Bali, the famedIsland of the Gods of Indonesia, with its varied landscape of hills and mountains, rugged coastlines and sandy beaches, lush rice terraces and barren volcanic hillsides all provides a picturesque backdrop to its colourful, deeply spiritual and unique culture. With world-class surfing and diving, a large number of cultural, historical and archaeological attractions, and an enormous range of accommodations, Bali makes itself one of the world’s most popular island destinations.

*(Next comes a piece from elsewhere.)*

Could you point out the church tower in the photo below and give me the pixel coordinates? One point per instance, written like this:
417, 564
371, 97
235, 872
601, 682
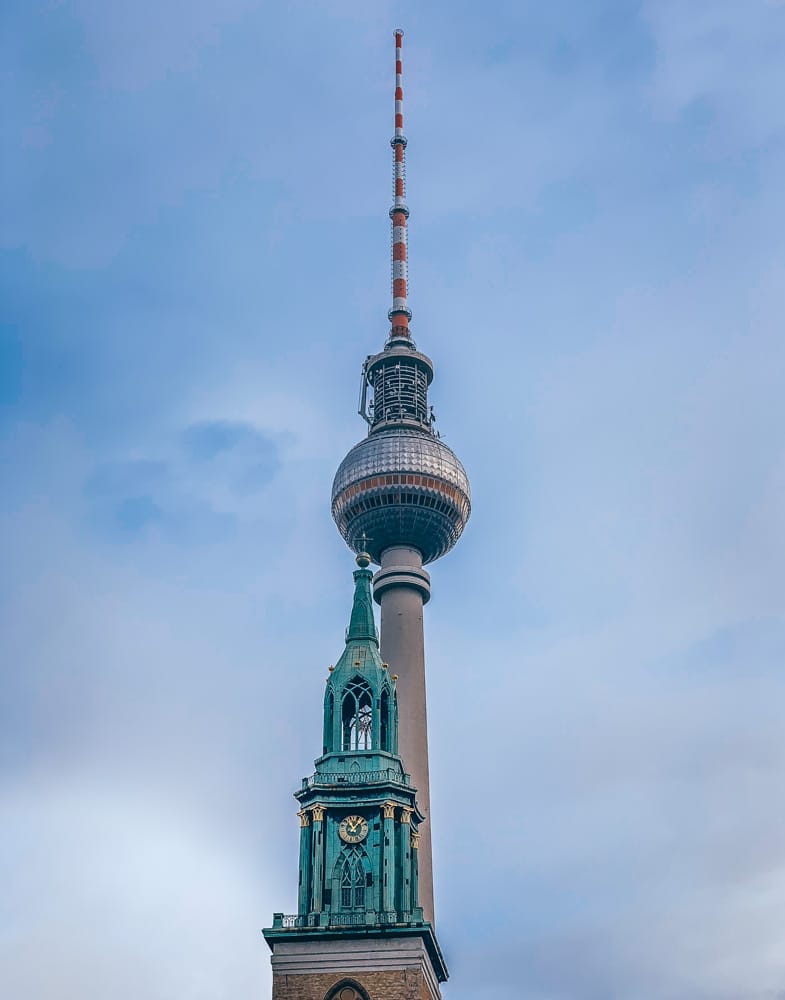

Tanah Lot Temple is one of Bali’s most important landmarks, famed for its unique offshore setting and sunset backdrops. It is an ancient Hindu shrine perched on top of an outcrop amidst constantly crashing waves. Tanah Lot Temple is simply among Bali’s not-to-be-missed icons.
The Tirta Gangga
The Tirta Gangga royal water garden is a favourite retreat of Bali. It was built in 1946. Tirta Gangga saw a series of restorations following the destructive hot showers of volcanic ash from the Mount Agung eruption. The lavish water gardens which was owned by the royal family features 1.2ha of pools, ponds and fountains surrounded by neatly cut lawns adorned with stepping stones, ornate statues and tropical gardens. Tirta Gangga located in the village of Ababi, a cool retreat in Bali.
Ubud Monkey Forest
Ubud Monkey Forest, also known as the Sacred Monkey Forest of Padangtegal, is one of Ubud’s most popular attractions. It is a natural forest sanctuary that is home to a horde of grey long-tailed macaques. The site is well preserved. Besides watching playful monkeys in their natural habitat, swinging through canopies, lazing along pathways or feeding on bananas, the site offers cool walks along paved pathways through a leafy nutmeg forest. Beautiful ancient temples with guardian statues covered in moss also feature throughout the forest.
At the end of the day Bali’s rich culture, many amazing sights and truly lovely people are what takes Bali’s sheer delight to another level. Because Bali is fun, no matter what you want or who you are.